If you see men with deep blue nails, and you’re not in a fight, a gay bar, or an art school, you’re probably on the plains of the Yoshino River in Tokushima. This icepick-thin wedge of flat land has been the center of the Japanese indigo industry for centuries, until synthetic dyes and cheap imports decimated it to an extent that only five producers remained.
“We are now the sixth,” Nishimoto Kyōko said, after I had crashed the morning meeting of Buaisou, the absurdly artisanal studio she manages. It is an indigo-stained middle finger to mass production: they grow their own plants, ferment their own dye, and ultimately make their own clothes, the color of fairy tale night skies.

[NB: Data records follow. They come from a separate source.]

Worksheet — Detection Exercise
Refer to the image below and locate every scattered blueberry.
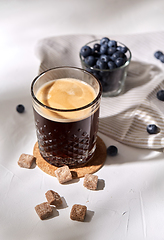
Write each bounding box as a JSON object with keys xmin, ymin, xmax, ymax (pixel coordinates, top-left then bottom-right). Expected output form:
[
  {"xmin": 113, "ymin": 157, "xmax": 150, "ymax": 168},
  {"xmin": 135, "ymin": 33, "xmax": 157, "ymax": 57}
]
[
  {"xmin": 107, "ymin": 145, "xmax": 118, "ymax": 157},
  {"xmin": 80, "ymin": 37, "xmax": 131, "ymax": 92},
  {"xmin": 154, "ymin": 51, "xmax": 163, "ymax": 59},
  {"xmin": 147, "ymin": 124, "xmax": 159, "ymax": 134},
  {"xmin": 159, "ymin": 54, "xmax": 164, "ymax": 63},
  {"xmin": 16, "ymin": 104, "xmax": 25, "ymax": 113},
  {"xmin": 80, "ymin": 46, "xmax": 92, "ymax": 57},
  {"xmin": 157, "ymin": 90, "xmax": 164, "ymax": 101}
]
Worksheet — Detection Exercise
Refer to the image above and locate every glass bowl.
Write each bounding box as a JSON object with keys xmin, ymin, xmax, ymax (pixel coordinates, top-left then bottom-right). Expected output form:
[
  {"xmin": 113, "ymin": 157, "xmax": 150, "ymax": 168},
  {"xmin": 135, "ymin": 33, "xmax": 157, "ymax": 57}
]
[{"xmin": 79, "ymin": 39, "xmax": 132, "ymax": 97}]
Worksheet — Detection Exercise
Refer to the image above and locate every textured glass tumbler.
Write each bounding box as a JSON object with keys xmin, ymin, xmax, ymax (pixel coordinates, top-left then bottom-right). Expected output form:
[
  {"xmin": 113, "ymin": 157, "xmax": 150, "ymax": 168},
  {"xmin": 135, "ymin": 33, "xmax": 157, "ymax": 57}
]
[
  {"xmin": 80, "ymin": 40, "xmax": 131, "ymax": 97},
  {"xmin": 31, "ymin": 67, "xmax": 102, "ymax": 168}
]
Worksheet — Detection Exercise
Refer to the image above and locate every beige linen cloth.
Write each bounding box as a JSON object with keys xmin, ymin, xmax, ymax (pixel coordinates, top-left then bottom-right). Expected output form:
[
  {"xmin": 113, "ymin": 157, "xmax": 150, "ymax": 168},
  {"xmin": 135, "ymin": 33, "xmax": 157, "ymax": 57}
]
[{"xmin": 36, "ymin": 32, "xmax": 164, "ymax": 149}]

I shelled a bag of horse beans while the boys weeded the indigo in the hot sun, then Kyōko made us a comically un-Japanese lunch. Then, in this medieval-postmodern wonderland, the two of us reminisced about our travels in the Islamic world.

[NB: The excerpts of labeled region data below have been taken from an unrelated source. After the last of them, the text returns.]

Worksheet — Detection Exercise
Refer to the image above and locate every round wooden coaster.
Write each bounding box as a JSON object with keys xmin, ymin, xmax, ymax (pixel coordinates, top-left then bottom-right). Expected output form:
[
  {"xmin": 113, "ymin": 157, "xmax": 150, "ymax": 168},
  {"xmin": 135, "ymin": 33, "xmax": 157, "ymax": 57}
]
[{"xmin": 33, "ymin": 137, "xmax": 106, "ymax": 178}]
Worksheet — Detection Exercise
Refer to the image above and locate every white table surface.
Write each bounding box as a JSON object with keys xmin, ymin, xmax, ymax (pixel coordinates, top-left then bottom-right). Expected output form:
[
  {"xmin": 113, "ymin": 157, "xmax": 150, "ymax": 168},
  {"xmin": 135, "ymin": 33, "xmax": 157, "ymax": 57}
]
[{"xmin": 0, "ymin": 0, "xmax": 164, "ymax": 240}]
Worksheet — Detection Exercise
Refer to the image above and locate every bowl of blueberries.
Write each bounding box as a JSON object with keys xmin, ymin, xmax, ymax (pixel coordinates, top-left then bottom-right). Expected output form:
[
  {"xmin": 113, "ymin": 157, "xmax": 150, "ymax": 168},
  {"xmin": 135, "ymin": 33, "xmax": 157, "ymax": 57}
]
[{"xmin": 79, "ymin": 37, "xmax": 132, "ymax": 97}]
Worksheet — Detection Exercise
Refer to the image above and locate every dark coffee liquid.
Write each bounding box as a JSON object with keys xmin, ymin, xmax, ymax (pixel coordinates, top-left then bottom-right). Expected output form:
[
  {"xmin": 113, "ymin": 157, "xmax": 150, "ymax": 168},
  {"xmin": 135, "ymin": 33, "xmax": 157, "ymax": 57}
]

Just as I was about to leave Buaisou, Kyōko brought me a sample of their denim. To someone who has never owned a pair of proper jeans, it was like a piece of medieval battle dress a Japanese army could have worn to fight the silk-armored Mongols. Yarns for their first production batch were oxidizing on a pole.
I walked along the Yoshino River into Tokushima City, whose drinking holes were hung with indigo banners.